The longest bull run in the world ended Monday.
Malaysia’s benchmark FTSE Bursa Malaysia KLCI index had dropped 2.69% at market close, as political upheaval wreaked uncertainty and confusion in the stock market. The dip extended the market’s drop from its April 2018 peak to 21%, concluding a 12-year streak in which the country’s stock market went longer than any others without a 20% correction.
The run started in 2008, as the nation’s economy emerged from the global financial crisis. It came close to ending last year, when the index dropped 18%, but it recovered and the stretch persisted until Monday.
The day saw Malaysia’s 94-year-old prime minister Mahathir Mohamad resign amid rumors that he was attempting to prevent his named successor and erstwhile rival, Anwar Ibrahim, from succeeding him as prime minister.

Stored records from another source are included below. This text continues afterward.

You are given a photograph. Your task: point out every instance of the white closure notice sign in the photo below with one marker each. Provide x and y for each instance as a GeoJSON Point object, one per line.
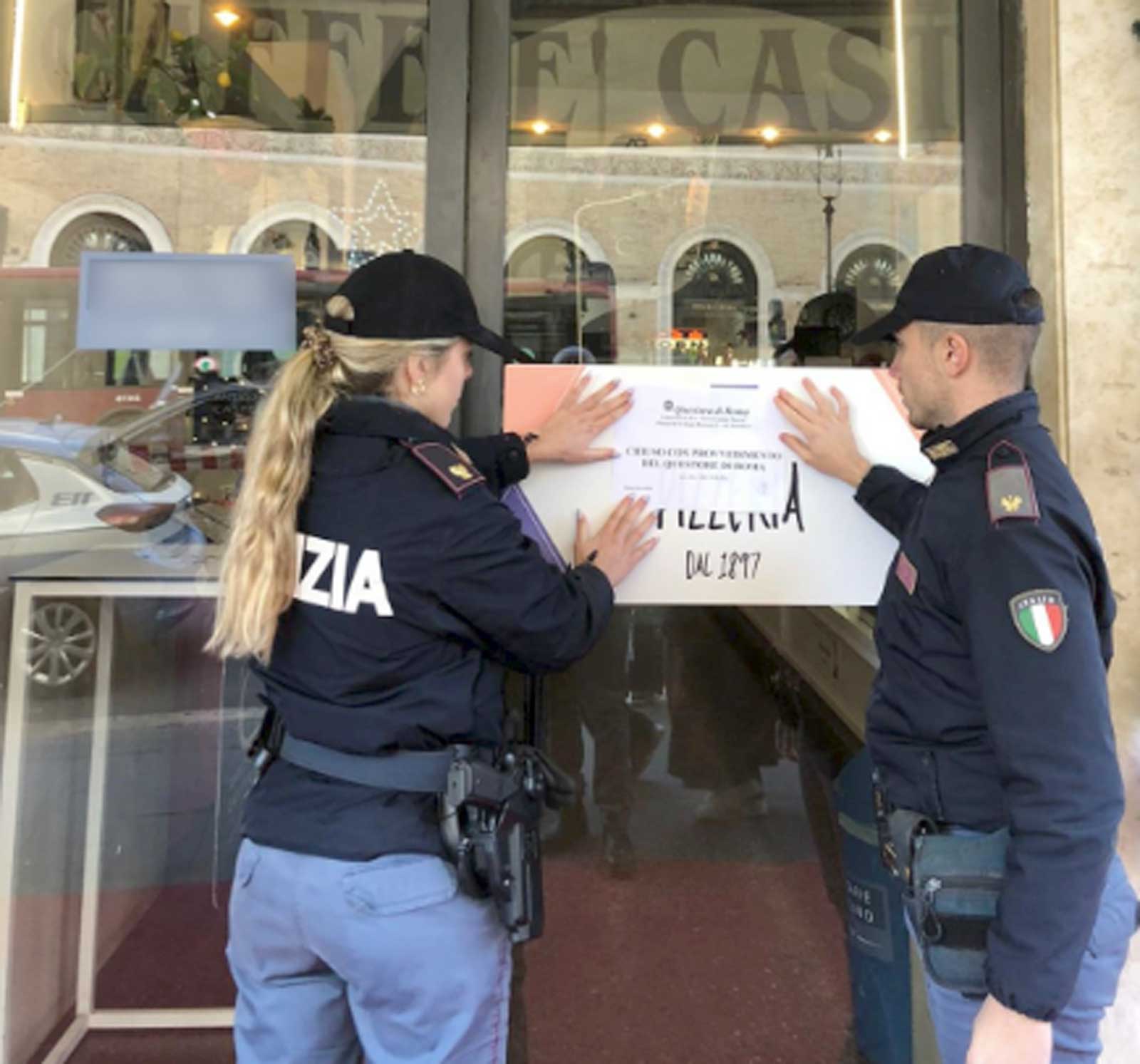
{"type": "Point", "coordinates": [740, 518]}
{"type": "Point", "coordinates": [720, 450]}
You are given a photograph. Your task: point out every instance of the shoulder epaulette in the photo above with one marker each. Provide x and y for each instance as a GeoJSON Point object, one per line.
{"type": "Point", "coordinates": [1009, 485]}
{"type": "Point", "coordinates": [455, 470]}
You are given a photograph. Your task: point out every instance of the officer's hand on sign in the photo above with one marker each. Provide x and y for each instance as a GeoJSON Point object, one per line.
{"type": "Point", "coordinates": [1005, 1037]}
{"type": "Point", "coordinates": [577, 421]}
{"type": "Point", "coordinates": [621, 543]}
{"type": "Point", "coordinates": [826, 442]}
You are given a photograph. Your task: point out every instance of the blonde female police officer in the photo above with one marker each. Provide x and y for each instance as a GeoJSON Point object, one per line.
{"type": "Point", "coordinates": [381, 587]}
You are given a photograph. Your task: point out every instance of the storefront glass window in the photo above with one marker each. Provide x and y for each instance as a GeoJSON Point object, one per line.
{"type": "Point", "coordinates": [740, 170]}
{"type": "Point", "coordinates": [290, 129]}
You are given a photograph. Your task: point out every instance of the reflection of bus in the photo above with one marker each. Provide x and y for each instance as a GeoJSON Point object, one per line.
{"type": "Point", "coordinates": [45, 376]}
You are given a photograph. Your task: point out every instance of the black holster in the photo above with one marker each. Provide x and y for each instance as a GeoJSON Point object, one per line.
{"type": "Point", "coordinates": [489, 818]}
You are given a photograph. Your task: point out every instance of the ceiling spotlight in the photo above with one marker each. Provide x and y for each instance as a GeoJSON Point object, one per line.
{"type": "Point", "coordinates": [227, 17]}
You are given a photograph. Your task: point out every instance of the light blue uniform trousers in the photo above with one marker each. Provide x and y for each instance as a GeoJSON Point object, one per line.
{"type": "Point", "coordinates": [383, 961]}
{"type": "Point", "coordinates": [1077, 1030]}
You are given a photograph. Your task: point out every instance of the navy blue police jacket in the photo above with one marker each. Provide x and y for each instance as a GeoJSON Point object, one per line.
{"type": "Point", "coordinates": [991, 705]}
{"type": "Point", "coordinates": [416, 589]}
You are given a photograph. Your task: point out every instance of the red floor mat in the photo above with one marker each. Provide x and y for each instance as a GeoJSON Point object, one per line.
{"type": "Point", "coordinates": [720, 963]}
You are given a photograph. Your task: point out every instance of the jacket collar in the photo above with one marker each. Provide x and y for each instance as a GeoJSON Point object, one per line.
{"type": "Point", "coordinates": [942, 446]}
{"type": "Point", "coordinates": [373, 415]}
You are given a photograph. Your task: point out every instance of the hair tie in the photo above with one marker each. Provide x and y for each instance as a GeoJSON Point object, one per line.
{"type": "Point", "coordinates": [321, 345]}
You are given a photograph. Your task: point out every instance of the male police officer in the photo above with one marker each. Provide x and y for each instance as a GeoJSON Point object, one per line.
{"type": "Point", "coordinates": [990, 710]}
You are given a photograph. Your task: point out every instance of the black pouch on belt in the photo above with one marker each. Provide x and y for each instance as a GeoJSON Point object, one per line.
{"type": "Point", "coordinates": [955, 881]}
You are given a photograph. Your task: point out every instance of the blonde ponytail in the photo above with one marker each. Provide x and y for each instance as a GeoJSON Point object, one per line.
{"type": "Point", "coordinates": [259, 568]}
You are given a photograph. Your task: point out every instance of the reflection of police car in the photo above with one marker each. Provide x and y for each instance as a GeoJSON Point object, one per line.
{"type": "Point", "coordinates": [68, 490]}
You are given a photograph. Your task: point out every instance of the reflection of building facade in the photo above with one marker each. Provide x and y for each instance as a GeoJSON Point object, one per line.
{"type": "Point", "coordinates": [757, 242]}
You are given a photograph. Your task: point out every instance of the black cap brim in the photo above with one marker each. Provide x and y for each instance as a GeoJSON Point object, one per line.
{"type": "Point", "coordinates": [495, 344]}
{"type": "Point", "coordinates": [886, 326]}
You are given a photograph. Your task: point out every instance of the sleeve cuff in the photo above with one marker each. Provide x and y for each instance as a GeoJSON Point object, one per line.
{"type": "Point", "coordinates": [514, 465]}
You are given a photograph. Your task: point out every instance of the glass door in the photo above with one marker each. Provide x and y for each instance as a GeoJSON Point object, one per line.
{"type": "Point", "coordinates": [717, 186]}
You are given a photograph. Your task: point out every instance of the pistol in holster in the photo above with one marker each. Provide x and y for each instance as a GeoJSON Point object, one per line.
{"type": "Point", "coordinates": [490, 817]}
{"type": "Point", "coordinates": [266, 745]}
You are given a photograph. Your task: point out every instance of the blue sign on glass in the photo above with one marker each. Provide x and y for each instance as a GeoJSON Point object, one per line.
{"type": "Point", "coordinates": [868, 918]}
{"type": "Point", "coordinates": [186, 302]}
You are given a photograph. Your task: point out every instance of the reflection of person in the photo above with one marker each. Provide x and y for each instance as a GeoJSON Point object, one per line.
{"type": "Point", "coordinates": [381, 587]}
{"type": "Point", "coordinates": [824, 331]}
{"type": "Point", "coordinates": [593, 693]}
{"type": "Point", "coordinates": [722, 731]}
{"type": "Point", "coordinates": [991, 708]}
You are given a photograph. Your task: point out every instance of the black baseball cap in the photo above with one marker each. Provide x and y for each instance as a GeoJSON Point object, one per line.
{"type": "Point", "coordinates": [965, 285]}
{"type": "Point", "coordinates": [406, 296]}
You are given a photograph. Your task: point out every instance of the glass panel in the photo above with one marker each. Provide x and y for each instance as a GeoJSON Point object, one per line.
{"type": "Point", "coordinates": [714, 185]}
{"type": "Point", "coordinates": [685, 187]}
{"type": "Point", "coordinates": [296, 128]}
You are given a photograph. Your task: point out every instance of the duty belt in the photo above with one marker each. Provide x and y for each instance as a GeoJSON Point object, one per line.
{"type": "Point", "coordinates": [489, 811]}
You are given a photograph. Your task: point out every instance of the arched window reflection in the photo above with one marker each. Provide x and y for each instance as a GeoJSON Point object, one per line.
{"type": "Point", "coordinates": [715, 296]}
{"type": "Point", "coordinates": [559, 304]}
{"type": "Point", "coordinates": [308, 243]}
{"type": "Point", "coordinates": [874, 275]}
{"type": "Point", "coordinates": [97, 232]}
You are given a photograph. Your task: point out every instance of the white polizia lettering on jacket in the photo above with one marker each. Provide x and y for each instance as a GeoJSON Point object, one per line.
{"type": "Point", "coordinates": [345, 592]}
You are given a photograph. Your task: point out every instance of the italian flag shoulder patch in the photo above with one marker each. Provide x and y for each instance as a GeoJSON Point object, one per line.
{"type": "Point", "coordinates": [1041, 617]}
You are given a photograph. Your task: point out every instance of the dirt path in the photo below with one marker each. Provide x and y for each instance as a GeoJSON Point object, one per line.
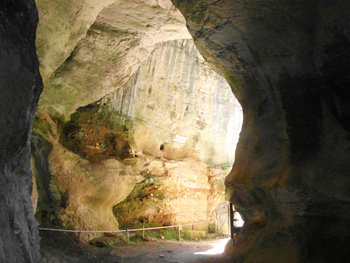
{"type": "Point", "coordinates": [168, 251]}
{"type": "Point", "coordinates": [59, 248]}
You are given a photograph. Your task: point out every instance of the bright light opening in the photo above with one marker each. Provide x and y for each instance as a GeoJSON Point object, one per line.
{"type": "Point", "coordinates": [238, 221]}
{"type": "Point", "coordinates": [218, 248]}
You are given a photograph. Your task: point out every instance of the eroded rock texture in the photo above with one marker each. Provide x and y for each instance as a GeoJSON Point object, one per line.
{"type": "Point", "coordinates": [121, 80]}
{"type": "Point", "coordinates": [290, 179]}
{"type": "Point", "coordinates": [20, 87]}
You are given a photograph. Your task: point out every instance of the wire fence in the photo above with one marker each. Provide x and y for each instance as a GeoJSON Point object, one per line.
{"type": "Point", "coordinates": [127, 231]}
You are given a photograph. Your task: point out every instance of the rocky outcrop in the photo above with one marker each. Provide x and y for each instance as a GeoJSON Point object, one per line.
{"type": "Point", "coordinates": [20, 87]}
{"type": "Point", "coordinates": [175, 93]}
{"type": "Point", "coordinates": [137, 86]}
{"type": "Point", "coordinates": [288, 65]}
{"type": "Point", "coordinates": [172, 192]}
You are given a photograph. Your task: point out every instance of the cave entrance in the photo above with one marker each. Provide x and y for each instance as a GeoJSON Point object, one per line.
{"type": "Point", "coordinates": [141, 131]}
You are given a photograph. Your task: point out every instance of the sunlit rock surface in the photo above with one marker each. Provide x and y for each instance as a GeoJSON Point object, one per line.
{"type": "Point", "coordinates": [288, 65]}
{"type": "Point", "coordinates": [94, 46]}
{"type": "Point", "coordinates": [123, 85]}
{"type": "Point", "coordinates": [173, 192]}
{"type": "Point", "coordinates": [174, 92]}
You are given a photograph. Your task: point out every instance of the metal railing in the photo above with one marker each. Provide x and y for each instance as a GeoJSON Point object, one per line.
{"type": "Point", "coordinates": [127, 231]}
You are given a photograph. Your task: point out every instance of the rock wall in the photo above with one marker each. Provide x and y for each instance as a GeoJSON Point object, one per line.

The decision capped a chaotic few days in Malaysia. The drama erupted in earnest over the weekend, when a flurry of inter-party meetings that included a breakaway faction of Anwar’s own party raised speculation that Mahathir was attempting to form a new coalition “backdoor government” to prevent Anwar, his on-again, off-again political rival from becoming prime minister.
Mahathir met with Malaysia’s King on Sunday about the matter; Anwar met with the King on Monday. Malaysia’s system of government is a parliamentary democracy with a federal constitutional monarch, and the King has the power to call a snap election.
Mahathir’s political party quit the ruling government coalition on Monday and several cabinet members also announced they were defecting from Anwar’s political party. Almost immediately after that, Mahathir offered his resignation as prime minister with no explanation, throwing the government into further turmoil.
It is unclear who will succeed Mahathir as prime minister, whether elections will take place, or which parties in the country’s multi-party system may ally to form a ruling coalition. And Mahathir’s tendered resignation may not mean he is actually stepping down—there is speculation that it is “a tactical move to buy time to cobble together a new majority to form a government,” according to the Associated Press.
Nevertheless, the market has delivered its verdict on the upheaval thus far. “Stock markets don’t like uncertainty,” said Lim Mah Hui, a Kuala Lumpur-based economist and former banker.
Monday’s drop of 2.69% represented a 21% decline from the index’s April 2018 peak, which occurred one month before the general election that ousted Najib Razak, the prime minister linked to the 1MDB fund scandal, and brought back former prime minister Mahathir, who—at the time—formed an election alliance with Anwar and ran on a promise to eventually hand power over to Anwar after two years.
The KLCI index represents the 30 largest companies in Malaysia by market capitalization. An increase in foreign investment and stronger domestic investment helped fuel its 12-year bull run, which began in January 2008.
Malaysia also has a defensive stock market, meaning its listed companies have relatively stable shares that can weather economic fluctuations. The bull run outlasted uncertainties like Malaysia’s 1MDB scandal, believed to be one of the largest financial frauds in history, and global economic hits like the U.S.-China trade war.
Beyond the immediate jitters caused by the political uncertainty, other factors were threatening to bring Malaysia’s bull run to an end, Lim said. The political brouhaha added stress to a financial market already beset by uncertainty around the growing global economic toll of the coronavirus outbreak that originated in China.
“Nobody knows and can yet quantify how much impact [the coronavirus] will have on the global economy, and on Malaysia of course,” Lim said.
Chinese visitors to Malaysia also make up a significant chunk of tourism revenue. Growth forecasts for the country have already been cut in response to the coronavirus.
“Malaysia’s biggest trading partner is China,” Lim said. “If China sneezes, Malaysia catches cold.”